The Anne Frank House in Amsterdam is looking to bring the story of the teenage girl who wrote Diary of a Young Girl, which was later published as The Diary of Anne Frank, to virtual reality (VR) users all over the world. VR-related organizations like VR Society and VR Bound have already seen fit to include this title on their awards shortlists.
The game places players in an avatar created for them, with which they will discover the apartment where Frank and her family were hidden by people who helped persecuted Jews during World War II. This way of experiencing a building that has become a memorial site after so many years highlights one of the main issues surrounding historical preservation in what used to be the Nazi-occupied Netherlands.
The majority of the interactions are inspection-based, with players being able to look at almost everything inside the house to find out more about Anne Frank and her family members. However, there are some other activities included as well, including taking a peek through the keyholes in order to see what used to be on the other side of them back when everyone had fled.
As for its educational value, it appears that only context comes from reading The Diary of Anne Frank itself or watching films or documentaries that rely on it as one of their main resources. There is no narration whatsoever, which may be disconcerting for those who are new to this particular history lesson. On top of that, comments found on YouTubevideos from those who have played the game can either be ecstatic or very harsh, depending on how satisfied they were with their experience playing it.
Editor’s note: The ‘other activities’ mentioned in the review only become available after a certain amount of time exploring the apartment has been spent. There is not a single activity that benefits from going into detail about what is on top of every cupboard, etc.
There are several choices for locomotion within the virtual space, including teleportation and active touchpad movement, but sadly quite a few common VR issues persist even if players decide to go with the latter option. For example, sometimes turning left causes them to teleport forward instead due to an apparent loss of spatial orientation control over their character for a few seconds.

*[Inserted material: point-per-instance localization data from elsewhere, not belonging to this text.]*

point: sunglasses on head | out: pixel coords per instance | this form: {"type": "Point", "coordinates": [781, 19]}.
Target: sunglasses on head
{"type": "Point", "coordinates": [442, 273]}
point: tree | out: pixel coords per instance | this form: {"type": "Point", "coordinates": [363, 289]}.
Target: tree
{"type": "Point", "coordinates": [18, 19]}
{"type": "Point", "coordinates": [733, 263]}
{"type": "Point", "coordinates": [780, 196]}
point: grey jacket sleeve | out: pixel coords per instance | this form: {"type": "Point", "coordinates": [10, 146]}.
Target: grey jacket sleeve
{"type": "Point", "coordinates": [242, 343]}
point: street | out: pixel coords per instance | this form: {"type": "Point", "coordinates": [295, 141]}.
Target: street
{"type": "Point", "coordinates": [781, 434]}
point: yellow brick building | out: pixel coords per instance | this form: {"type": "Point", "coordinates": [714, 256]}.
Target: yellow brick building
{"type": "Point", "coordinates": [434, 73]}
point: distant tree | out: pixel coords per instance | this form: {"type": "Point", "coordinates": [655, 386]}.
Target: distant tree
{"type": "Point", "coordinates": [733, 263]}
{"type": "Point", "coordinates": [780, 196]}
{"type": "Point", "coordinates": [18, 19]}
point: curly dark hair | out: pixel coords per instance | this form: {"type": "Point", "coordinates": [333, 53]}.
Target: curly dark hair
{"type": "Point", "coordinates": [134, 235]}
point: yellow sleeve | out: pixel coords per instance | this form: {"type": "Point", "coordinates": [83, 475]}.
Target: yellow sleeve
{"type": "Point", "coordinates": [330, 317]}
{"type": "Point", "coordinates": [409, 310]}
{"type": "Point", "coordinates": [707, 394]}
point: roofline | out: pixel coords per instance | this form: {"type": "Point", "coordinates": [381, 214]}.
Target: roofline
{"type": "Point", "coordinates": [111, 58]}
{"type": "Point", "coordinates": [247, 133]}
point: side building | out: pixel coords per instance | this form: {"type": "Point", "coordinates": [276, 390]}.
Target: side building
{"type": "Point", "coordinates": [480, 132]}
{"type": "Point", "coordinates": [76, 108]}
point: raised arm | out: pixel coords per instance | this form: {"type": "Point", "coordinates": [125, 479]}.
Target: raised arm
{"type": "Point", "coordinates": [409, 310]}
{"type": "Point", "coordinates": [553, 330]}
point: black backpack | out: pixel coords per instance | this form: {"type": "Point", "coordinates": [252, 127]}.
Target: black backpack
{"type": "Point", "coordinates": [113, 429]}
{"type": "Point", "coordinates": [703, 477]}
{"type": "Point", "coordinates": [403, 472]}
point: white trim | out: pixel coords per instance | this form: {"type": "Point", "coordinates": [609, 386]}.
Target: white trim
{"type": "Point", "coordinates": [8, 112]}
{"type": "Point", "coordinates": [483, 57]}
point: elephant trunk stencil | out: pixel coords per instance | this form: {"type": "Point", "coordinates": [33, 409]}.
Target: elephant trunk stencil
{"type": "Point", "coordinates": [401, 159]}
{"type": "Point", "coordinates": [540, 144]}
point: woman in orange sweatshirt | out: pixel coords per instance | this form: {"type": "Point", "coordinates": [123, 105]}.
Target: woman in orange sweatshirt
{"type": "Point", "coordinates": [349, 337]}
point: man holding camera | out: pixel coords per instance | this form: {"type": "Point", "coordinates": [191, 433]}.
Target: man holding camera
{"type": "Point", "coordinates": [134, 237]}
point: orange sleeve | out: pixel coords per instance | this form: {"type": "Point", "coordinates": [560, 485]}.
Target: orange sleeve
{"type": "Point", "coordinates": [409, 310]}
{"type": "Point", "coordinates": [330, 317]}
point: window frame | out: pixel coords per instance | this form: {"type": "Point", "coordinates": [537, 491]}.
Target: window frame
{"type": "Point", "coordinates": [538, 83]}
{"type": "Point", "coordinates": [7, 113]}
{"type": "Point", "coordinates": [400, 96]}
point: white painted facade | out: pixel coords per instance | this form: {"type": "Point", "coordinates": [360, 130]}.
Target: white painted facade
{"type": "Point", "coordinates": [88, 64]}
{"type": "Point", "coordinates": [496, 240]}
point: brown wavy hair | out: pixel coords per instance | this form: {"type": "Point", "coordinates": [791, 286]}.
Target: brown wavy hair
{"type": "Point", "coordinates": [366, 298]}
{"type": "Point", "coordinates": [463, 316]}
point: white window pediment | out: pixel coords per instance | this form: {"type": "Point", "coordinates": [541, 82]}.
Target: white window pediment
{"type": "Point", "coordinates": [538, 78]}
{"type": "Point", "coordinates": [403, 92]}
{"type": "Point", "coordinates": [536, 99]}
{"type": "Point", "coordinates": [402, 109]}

The visuals are good but not great, especially when it comes to the people that would have once lived in the house. The lack of facial expressions, lip-syncing or even eye movement makes it difficult for players to look at them and know what they are feeling at any given time during conversations with each other. However, their limited movements can be explained due to how much stricter building regulations were back when Frank was still alive. Also worth mentioning is that voice acting appears to be very well done in this game.
As far as content goes, there are parts in Anne Frank House VR that may make younger players shiver after spending some time trying to imagine what life must have been like for the Franks while living in fear every day. However, in order to keep a good balance between EDUCATIONAL and ENTERTAINING, this sort of content must be kept at a minimum in order not to make the experience feel like an interactive horror story instead of an educational one.
In conclusion, Anne Frank House VR is an interesting project for those who want to make the most out of the freedom that virtual reality offers when it comes to interacting with environments from past decades or even centuries. In fact, learning about what life was like for Jewish people during World War II can be made easier by visiting this particular house through means other than going there in real life thanks to the increased sense of presence that this title brings with its immersive visuals and sounds.